Sindicatos muito `a frente!

Sao sindicalistas, defendem os direitos dos professores, discutem-nos com o poder politico e... sao a favor da avaliacao! Sao eles proprios avaliadores, criadores de sistemas de avaliacao dos seus pares, de professores por outros professores, gastam dinheiro com a avaliacao mas consideram-na fundamental. Foi dificil aplicar um sistema ou varios sistemas de avaliacao? Sim, respondem, os professores nao gostam de ser avaliados, de ter as suas aulas observadas, mas a avaliacao e fundamental para garantir um bom sistema educativo, respondem.
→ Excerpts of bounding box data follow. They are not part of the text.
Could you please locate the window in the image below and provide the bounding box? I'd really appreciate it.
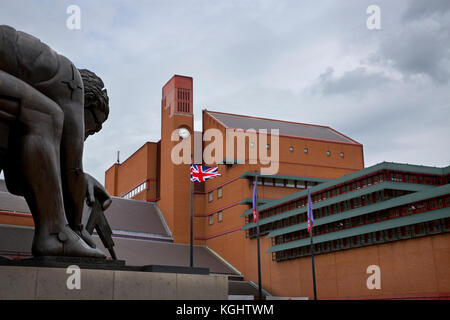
[297,181,305,189]
[286,180,295,188]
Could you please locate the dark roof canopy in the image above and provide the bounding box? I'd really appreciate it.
[206,111,359,144]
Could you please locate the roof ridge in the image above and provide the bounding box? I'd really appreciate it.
[204,109,328,129]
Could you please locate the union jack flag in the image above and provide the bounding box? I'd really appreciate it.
[191,164,222,182]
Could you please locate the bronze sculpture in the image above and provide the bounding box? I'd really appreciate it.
[0,26,111,258]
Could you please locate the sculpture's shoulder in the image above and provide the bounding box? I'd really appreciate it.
[0,25,59,85]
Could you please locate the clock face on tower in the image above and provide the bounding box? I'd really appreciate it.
[178,128,191,139]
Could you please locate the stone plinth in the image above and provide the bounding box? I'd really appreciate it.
[0,266,228,300]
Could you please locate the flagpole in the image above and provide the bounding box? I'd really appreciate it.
[189,155,194,268]
[308,188,317,300]
[255,171,262,300]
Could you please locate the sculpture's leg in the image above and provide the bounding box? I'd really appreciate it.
[0,70,104,258]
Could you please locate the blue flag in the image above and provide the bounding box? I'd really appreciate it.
[253,179,258,222]
[307,188,314,233]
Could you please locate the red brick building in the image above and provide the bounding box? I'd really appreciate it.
[105,75,450,298]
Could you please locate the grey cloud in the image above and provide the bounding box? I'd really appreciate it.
[402,0,450,21]
[313,67,391,95]
[370,0,450,84]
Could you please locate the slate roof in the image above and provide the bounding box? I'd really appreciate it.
[205,110,360,145]
[0,185,240,276]
[0,225,239,276]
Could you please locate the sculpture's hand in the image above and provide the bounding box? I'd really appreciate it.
[84,173,112,210]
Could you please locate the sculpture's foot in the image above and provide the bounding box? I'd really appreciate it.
[72,224,97,249]
[32,226,106,259]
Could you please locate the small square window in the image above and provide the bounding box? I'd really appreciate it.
[297,181,306,189]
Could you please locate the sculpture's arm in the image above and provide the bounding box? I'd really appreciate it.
[60,100,86,228]
[84,173,112,210]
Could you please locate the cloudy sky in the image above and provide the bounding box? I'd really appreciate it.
[0,0,450,182]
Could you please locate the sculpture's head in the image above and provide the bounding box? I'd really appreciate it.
[78,69,109,140]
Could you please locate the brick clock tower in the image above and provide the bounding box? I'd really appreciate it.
[158,75,194,243]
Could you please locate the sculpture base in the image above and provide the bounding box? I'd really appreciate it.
[0,264,228,300]
[0,256,209,275]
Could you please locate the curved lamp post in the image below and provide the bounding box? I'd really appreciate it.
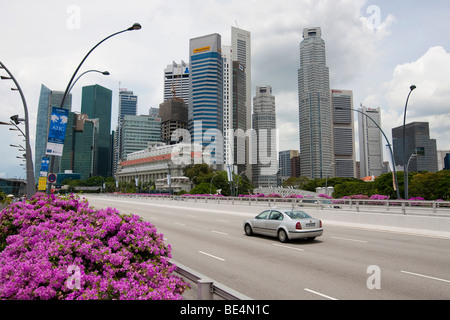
[0,62,36,199]
[67,70,110,94]
[47,23,142,194]
[334,107,400,199]
[61,23,142,108]
[403,85,417,200]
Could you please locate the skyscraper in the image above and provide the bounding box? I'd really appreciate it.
[231,27,252,179]
[298,27,333,179]
[113,88,138,172]
[251,86,278,187]
[358,106,383,178]
[34,84,72,181]
[188,33,223,164]
[164,60,189,103]
[74,85,112,179]
[328,90,356,178]
[392,122,438,172]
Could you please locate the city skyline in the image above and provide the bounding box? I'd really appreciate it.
[0,1,450,177]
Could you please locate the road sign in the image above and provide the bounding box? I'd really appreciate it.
[47,173,56,183]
Os sindicalistas norte-americanos de carreira sao bem diferentes dos portugueses. Estes dao aulas, continuam nas escolas, ao lado dos seus colegas, porque 'e preciso estar no terreno, defendem. Sao professores do basico, secundario, universitarios, com os p'es na terra, sao pessoas praticas que defendem uma profissao com qualidade e por isso criaram sistemas de avaliacao.
BW
PS: nao tenho acentos neste computador, desculpem.